Più di un terzo di quella somma – 8 miliardi – servirà al salvataggio del Monte dei Paschi di Siena, l'istituto di credito messo peggio di tutti. Con i soldi dei contribuenti italiani verrà messa una toppa a una pessima gestione del credito che oggi conta 47 miliardi lordi di sofferenze.

In gran parte soldi prestati a grande imprese per amicizia o per storici legami, senza chiedere le adeguate garanzie. Quelle non hanno restituito il dovuto, e la banca oggi affoga nei suoi guai.

Da cronache giornalistiche sappiamo che in quell'elenco c'è il gruppo Sorgenia che all'epoca apparteneva a Carlo De Benedetti, e – attraverso la controllata Bam- il gruppo Marcegaglia guidato da Emma Marcegaglia.

Nè l'uno nè l'altra hanno chiesto scusa per i guai causati al sistema pubblico, anzi. Entrambi continuano pure a fornire prediche sui mali e guasti dell'Italia di cui proprio loro sono responsabili.

La Marcegaglia è stata pure premiata come manager e chiamata alla presidenza dell'Eni dal governo di Matteo Renzi.
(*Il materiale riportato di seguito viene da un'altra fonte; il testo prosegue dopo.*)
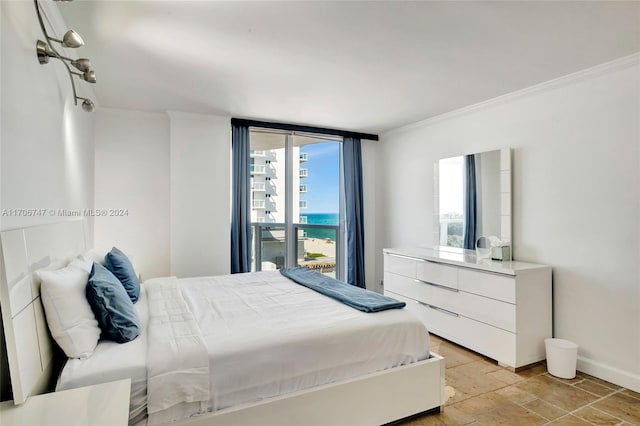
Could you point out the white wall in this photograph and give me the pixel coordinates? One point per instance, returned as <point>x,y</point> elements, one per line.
<point>132,173</point>
<point>200,194</point>
<point>576,180</point>
<point>47,147</point>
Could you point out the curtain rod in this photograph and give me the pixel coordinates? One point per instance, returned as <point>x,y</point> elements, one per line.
<point>299,128</point>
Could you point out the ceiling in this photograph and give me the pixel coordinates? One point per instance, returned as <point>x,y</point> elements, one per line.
<point>360,66</point>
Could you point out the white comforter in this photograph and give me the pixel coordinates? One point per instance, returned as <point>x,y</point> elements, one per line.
<point>266,335</point>
<point>177,361</point>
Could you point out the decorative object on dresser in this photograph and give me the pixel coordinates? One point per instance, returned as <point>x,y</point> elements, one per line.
<point>500,309</point>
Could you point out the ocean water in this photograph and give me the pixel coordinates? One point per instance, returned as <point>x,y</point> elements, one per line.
<point>322,219</point>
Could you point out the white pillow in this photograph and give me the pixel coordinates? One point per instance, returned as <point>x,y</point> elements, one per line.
<point>97,255</point>
<point>70,318</point>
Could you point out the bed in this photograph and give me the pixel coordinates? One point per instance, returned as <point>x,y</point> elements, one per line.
<point>331,365</point>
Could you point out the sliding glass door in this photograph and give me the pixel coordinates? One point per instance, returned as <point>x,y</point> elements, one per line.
<point>295,197</point>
Ma chi sono gli altri che hanno preso i soldi da Mps e non li hanno mai restituiti? La domanda è stata fatta più volte invano in assemblea dai piccoli azionisti Mps, che hanno sempre trovato di fronte un muro di gomma.

E' accaduto anche il 24 novembre scorso, quando a rispondere era il nuovo amministratore delegato di Mps, Marco Morelli, il manager che avrebbe dovuto salvare con capitali privati la banca e che oggi invece bussa alla porta dello Stato per avere il salvagente.

Morelli ha risposto così: "Faccio presente che ai sensi della disciplina vigente e precisamente per la legge sulla privacy, non è possibile fornire i nominativi dei soggetti cui si riferiscono i crediti in sofferenza, che riceverebbero un significativo danno reputazionale dalla diffusione di tali informazioni".

Capite? Il danno causato da quei signori lo pagano i contribuenti italiani, che nessuno protegge. Ma chi ha preso i soldi ed è scappato via è tutelato più di ogni altro, perché mai si sapesse in giro che è solito comportarsi così, si rovinerebbe la sua reputazione.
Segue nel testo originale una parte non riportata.